The first sign of trouble for Tesla this quarter came when the company reported that its production had exceeded deliveries by more than 22,000 vehicles over the previous three months. Chief Financial Officer Zachary Kirkhorn warned during the Oct. 19 earnings call that investors should expect another “gap” at the end of the year, with more cars manufactured and still in transit toward the end of the quarter.
Last April, Musk said that Tesla will produce more than 1.5 million cars in 2022, but it looks like the company will fall Far below this target. For the first three quarters of the year, the company only built a small mark under 930,000 vehicles, so it had to build 570,000 more in the fourth quarter alone to achieve that goal.
Fourth gear: Mercedes-Benz boosts itpower generation network
Mercedes-Benz has just laid out its plan (Cost North billion) to prepare its global production network to begin large-scale electric powertrain manufacturing 2024. This manufacturing will include assembly of batteries, electric drive units and axles. From Reuters:
Factories in Kamenz and Untertuerkheim in Germany as well as in Beijing, which are already assembling batteries for electric and hybrid models, will also assemble batteries for models on the upcoming MMA and MB.EA platforms, with another battery assembly site in Koelleda awaiting support from the regional government.
Untertuerkheim, Beijing and Sebes in Romania will build electric drive units for the cars on the new platforms, with Hamburg and Untertürkheim to remain the main factories for assembling axles and electrical components.
“There is no location that is not listed,” production chief Jörg Borzer said on a press call.
Management and staff representatives reached an agreement in June on converting European car factories to electric vehicles, making Sindelfingen home to high-end vehicles on the AMG.EA platform, Bremen and Kecskemet in Hungary for basic luxury models and Rastatt and Kecskemet for entry-level models. vehicles.
Mercedes has set up its car factories in a way that allows them to do so To build all of the internal combustion Vehicles and electric vehicles are on the same product line, but Purzer says so Building batteries and motors on the same line is a lot More complex than building traditional vehicles.
Reuters reports that many components manufacturers will continue to make parts for ICE vehicles as long as there is demand for them. Mercedes reportedly plans to have all-electric sales by the start of the next decade “where market conditions permit.”

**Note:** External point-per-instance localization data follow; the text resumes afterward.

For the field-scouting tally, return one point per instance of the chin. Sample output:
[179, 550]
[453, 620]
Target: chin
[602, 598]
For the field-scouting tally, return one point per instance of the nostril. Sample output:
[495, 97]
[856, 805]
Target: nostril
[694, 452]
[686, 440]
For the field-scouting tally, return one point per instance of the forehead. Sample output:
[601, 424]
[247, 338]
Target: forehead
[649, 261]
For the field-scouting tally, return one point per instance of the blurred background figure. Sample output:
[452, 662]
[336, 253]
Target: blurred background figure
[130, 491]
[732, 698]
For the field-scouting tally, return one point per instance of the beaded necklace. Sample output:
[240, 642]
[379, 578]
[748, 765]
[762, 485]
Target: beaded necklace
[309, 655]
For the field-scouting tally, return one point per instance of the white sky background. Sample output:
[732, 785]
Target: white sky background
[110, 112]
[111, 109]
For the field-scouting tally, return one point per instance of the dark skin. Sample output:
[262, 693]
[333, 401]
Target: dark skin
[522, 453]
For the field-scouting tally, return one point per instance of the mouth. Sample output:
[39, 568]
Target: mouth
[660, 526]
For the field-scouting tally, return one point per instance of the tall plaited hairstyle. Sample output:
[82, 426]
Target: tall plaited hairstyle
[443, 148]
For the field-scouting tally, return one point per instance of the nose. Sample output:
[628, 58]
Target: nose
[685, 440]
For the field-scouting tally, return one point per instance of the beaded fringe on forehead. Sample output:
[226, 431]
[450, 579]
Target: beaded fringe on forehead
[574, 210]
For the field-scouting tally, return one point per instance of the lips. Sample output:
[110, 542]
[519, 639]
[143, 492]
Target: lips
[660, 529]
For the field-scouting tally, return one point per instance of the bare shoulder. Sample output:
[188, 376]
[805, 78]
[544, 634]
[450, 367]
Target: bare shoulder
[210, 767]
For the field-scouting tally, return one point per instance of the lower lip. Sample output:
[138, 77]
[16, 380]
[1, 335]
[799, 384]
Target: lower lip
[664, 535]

Fifth gear: Management change in the Volkswagen Group
The Volkswagen Group has appointed a number of new heads of the company’s quality and design departments in an effort to speed up decision-making and improve coordination between Volkswagen, Audi and Porsche. From Auto News:
From January 1, Michael Neumayer will be responsible for the VW Group’s Quality Management department while retaining his position as Head of Quality at Audi. He will replace Frank Welch, as VW Group’s Chief Quality Officer. Welch is retiring after nearly 30 years of service with Volkswagen.
Also on January 1, Michael Mauer will become head of design at the VW Group, while retaining the same role at Porsche. He will replace Klaus Zysiora, who is leaving the carmaker.

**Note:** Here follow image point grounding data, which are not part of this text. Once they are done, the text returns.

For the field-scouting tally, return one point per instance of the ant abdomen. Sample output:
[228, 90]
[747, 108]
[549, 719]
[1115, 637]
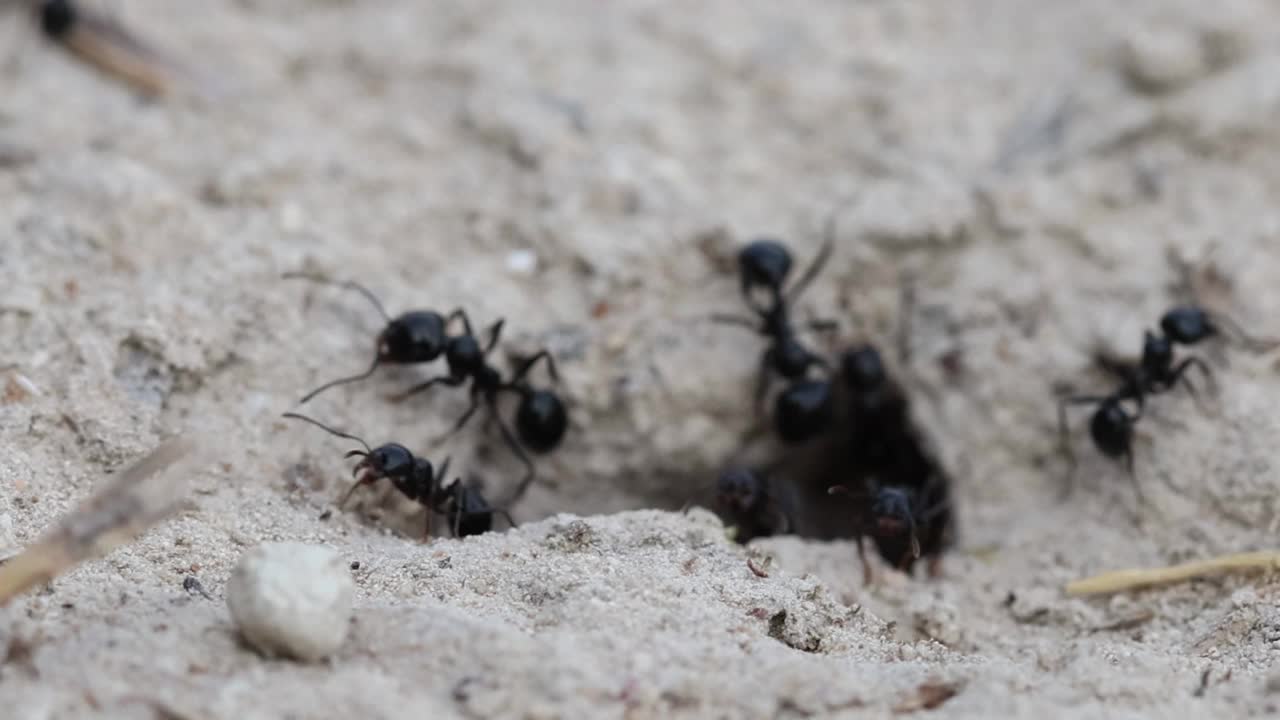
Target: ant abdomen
[540, 420]
[803, 410]
[1187, 324]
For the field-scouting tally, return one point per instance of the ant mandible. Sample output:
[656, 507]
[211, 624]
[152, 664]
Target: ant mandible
[540, 415]
[412, 337]
[905, 523]
[748, 499]
[766, 264]
[419, 481]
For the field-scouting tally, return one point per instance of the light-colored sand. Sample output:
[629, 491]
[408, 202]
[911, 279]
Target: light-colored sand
[1032, 164]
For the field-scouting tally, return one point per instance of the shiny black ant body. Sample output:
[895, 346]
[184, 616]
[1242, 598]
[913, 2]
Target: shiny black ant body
[748, 499]
[1111, 427]
[58, 17]
[803, 410]
[540, 415]
[419, 481]
[764, 264]
[414, 337]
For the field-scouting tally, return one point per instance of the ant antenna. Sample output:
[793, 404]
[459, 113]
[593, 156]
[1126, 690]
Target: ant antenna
[341, 381]
[328, 429]
[344, 285]
[828, 246]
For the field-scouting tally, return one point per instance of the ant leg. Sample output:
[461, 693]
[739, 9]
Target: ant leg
[460, 314]
[1185, 365]
[443, 379]
[1179, 374]
[530, 472]
[494, 333]
[1065, 440]
[762, 382]
[828, 245]
[529, 365]
[1133, 475]
[867, 566]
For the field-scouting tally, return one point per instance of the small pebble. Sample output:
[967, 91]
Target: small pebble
[1159, 60]
[292, 600]
[522, 261]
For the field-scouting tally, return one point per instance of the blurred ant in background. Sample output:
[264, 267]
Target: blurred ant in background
[748, 497]
[419, 481]
[906, 523]
[764, 265]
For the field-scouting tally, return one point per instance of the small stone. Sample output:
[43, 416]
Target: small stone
[292, 600]
[522, 261]
[1159, 60]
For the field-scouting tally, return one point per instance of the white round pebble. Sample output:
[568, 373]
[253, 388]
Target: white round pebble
[292, 600]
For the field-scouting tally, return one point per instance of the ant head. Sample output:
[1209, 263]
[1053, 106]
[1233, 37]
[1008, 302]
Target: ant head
[540, 420]
[789, 358]
[739, 490]
[763, 263]
[464, 355]
[803, 410]
[391, 460]
[863, 368]
[1111, 428]
[1187, 324]
[414, 337]
[56, 17]
[1157, 354]
[892, 511]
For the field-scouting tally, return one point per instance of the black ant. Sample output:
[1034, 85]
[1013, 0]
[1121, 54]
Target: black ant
[1110, 428]
[540, 417]
[906, 523]
[1156, 372]
[419, 481]
[766, 264]
[748, 499]
[414, 337]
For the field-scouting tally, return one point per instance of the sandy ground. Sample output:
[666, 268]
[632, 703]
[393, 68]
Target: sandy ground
[1034, 165]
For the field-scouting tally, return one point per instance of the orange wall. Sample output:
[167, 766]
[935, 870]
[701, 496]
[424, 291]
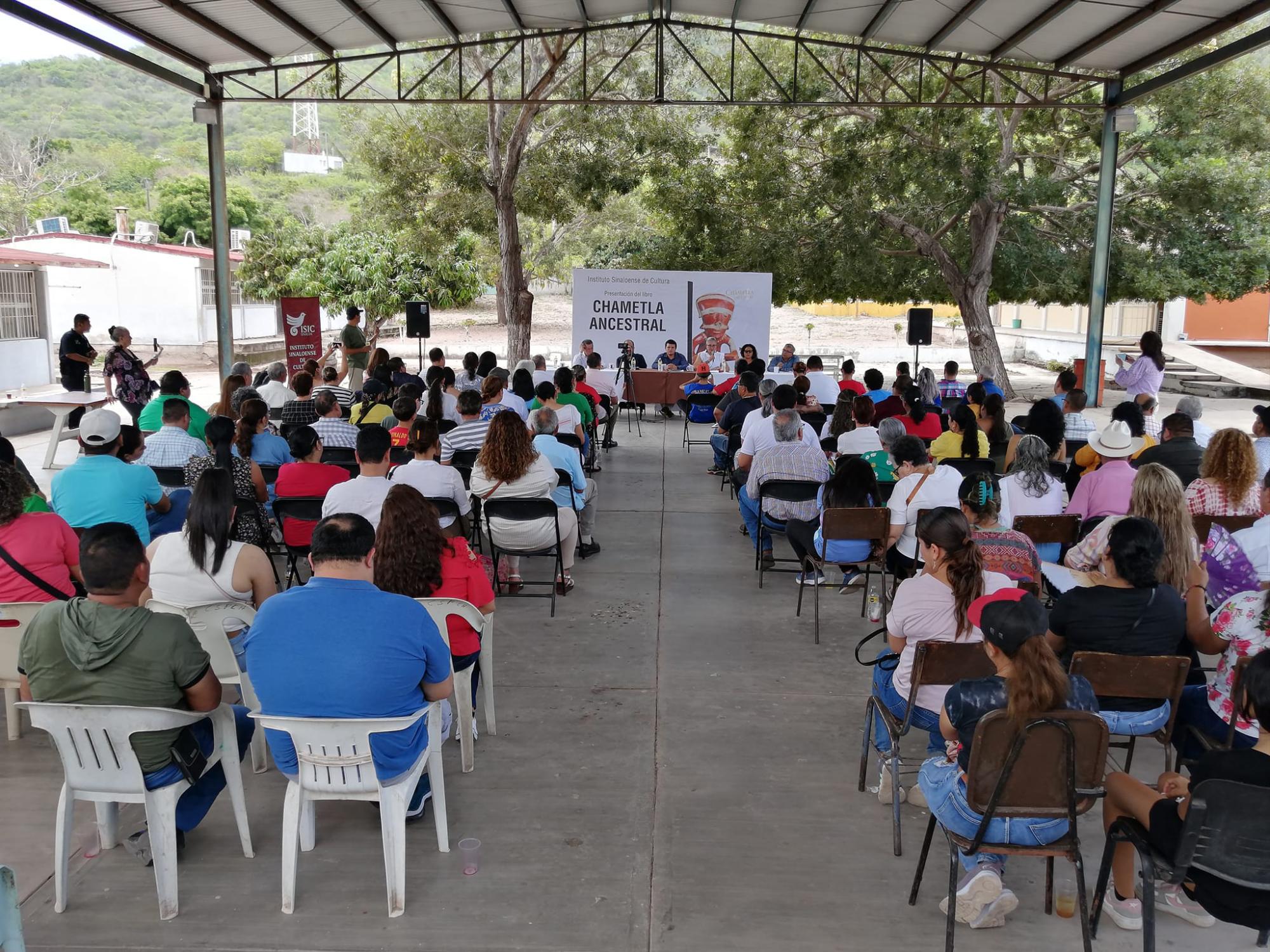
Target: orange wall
[1244, 319]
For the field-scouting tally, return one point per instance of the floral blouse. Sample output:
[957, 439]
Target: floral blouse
[1239, 623]
[1205, 498]
[131, 381]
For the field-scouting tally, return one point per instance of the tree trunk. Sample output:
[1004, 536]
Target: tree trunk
[518, 301]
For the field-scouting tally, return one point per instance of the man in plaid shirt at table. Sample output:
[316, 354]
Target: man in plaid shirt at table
[791, 459]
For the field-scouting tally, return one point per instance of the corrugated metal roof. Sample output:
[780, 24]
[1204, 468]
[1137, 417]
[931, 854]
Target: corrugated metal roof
[987, 30]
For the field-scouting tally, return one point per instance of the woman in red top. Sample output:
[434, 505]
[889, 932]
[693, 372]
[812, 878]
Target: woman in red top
[309, 478]
[918, 420]
[413, 558]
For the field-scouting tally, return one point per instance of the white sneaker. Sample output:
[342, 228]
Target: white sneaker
[980, 889]
[994, 915]
[885, 783]
[1126, 913]
[1175, 902]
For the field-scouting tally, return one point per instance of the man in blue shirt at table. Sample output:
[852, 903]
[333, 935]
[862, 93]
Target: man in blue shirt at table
[545, 425]
[380, 657]
[101, 488]
[784, 364]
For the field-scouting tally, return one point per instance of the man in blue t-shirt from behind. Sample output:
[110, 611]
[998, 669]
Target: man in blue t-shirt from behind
[374, 654]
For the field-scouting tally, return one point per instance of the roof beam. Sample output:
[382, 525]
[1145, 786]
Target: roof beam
[373, 25]
[217, 30]
[1117, 30]
[879, 20]
[514, 13]
[102, 48]
[1201, 36]
[962, 17]
[295, 26]
[432, 8]
[150, 40]
[1224, 55]
[1053, 12]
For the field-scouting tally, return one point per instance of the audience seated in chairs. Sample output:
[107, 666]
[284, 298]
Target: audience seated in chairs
[1128, 611]
[1229, 478]
[1029, 684]
[510, 468]
[920, 486]
[308, 671]
[852, 487]
[1001, 549]
[1163, 812]
[41, 543]
[932, 607]
[416, 559]
[789, 458]
[107, 651]
[365, 494]
[434, 480]
[203, 565]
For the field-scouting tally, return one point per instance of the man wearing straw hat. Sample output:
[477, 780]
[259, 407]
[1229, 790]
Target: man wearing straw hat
[1107, 491]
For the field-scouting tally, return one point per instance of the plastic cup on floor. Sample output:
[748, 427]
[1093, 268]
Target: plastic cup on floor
[471, 851]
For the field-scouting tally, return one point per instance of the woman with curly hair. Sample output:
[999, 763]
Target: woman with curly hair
[413, 558]
[1227, 483]
[510, 468]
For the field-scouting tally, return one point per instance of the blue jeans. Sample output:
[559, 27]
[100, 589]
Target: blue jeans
[1137, 723]
[719, 444]
[885, 690]
[750, 513]
[196, 802]
[1194, 711]
[172, 521]
[946, 795]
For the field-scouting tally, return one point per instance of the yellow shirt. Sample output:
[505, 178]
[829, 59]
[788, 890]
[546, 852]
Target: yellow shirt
[948, 446]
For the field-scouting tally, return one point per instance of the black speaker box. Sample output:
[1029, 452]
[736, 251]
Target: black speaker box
[418, 319]
[920, 326]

The latest management change follows a leadership restructuring announced by new Volkswagen Group chief executive Oliver Blume in September.

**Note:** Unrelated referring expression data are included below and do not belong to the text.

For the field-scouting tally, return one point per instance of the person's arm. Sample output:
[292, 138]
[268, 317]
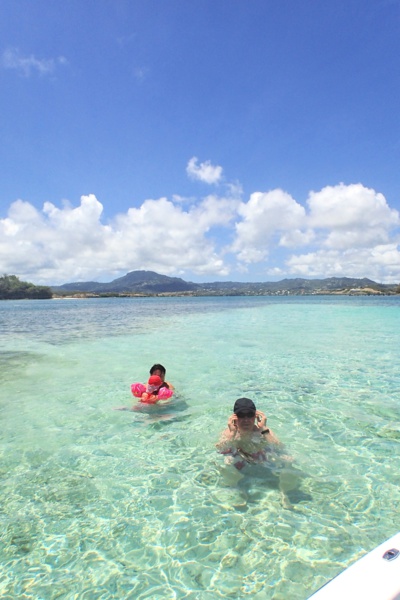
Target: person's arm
[228, 434]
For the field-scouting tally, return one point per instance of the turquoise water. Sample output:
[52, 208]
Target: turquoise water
[98, 503]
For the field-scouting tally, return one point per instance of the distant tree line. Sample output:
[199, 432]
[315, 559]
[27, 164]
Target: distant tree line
[11, 288]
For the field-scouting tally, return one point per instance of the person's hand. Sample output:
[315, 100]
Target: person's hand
[232, 423]
[261, 420]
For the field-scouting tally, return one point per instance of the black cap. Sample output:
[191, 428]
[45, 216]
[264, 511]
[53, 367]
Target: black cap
[244, 404]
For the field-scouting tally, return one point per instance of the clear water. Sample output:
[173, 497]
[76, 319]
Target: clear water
[97, 503]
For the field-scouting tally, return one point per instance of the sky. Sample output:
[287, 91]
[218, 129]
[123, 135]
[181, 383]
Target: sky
[213, 140]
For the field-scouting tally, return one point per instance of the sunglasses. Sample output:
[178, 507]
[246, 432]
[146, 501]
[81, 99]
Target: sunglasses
[249, 414]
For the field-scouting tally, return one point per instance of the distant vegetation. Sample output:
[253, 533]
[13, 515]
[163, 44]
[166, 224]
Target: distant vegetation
[11, 288]
[149, 283]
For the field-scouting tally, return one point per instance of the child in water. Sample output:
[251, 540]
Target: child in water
[246, 439]
[153, 385]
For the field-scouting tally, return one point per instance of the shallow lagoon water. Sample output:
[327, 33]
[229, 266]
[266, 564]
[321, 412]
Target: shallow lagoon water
[97, 503]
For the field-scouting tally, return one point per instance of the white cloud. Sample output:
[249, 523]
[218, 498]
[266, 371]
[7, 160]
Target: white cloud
[350, 207]
[205, 172]
[342, 231]
[58, 245]
[264, 217]
[26, 65]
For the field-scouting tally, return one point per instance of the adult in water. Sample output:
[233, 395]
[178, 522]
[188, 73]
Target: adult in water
[247, 437]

This move means that all key functions have been assigned to the Group’s flagship brands. Basically, Volkswagen (the brand, not the parent company) will oversee the group’s production and procurement. Audi is now responsible for sales and quality, and Porsche takes the lead in design and development.
Volkswagen said the new structure would lead to clearer prioritization and faster execution amid sweeping changes in the industry.
Managing key quality and design functions across the Audi and Porsche brands will also allow the Volkswagen Group to intensify its focus on customers, Blum said in the statement.
It must have been a tough task to run a carmaker of the huge size of the VW Group. I do not envy these People.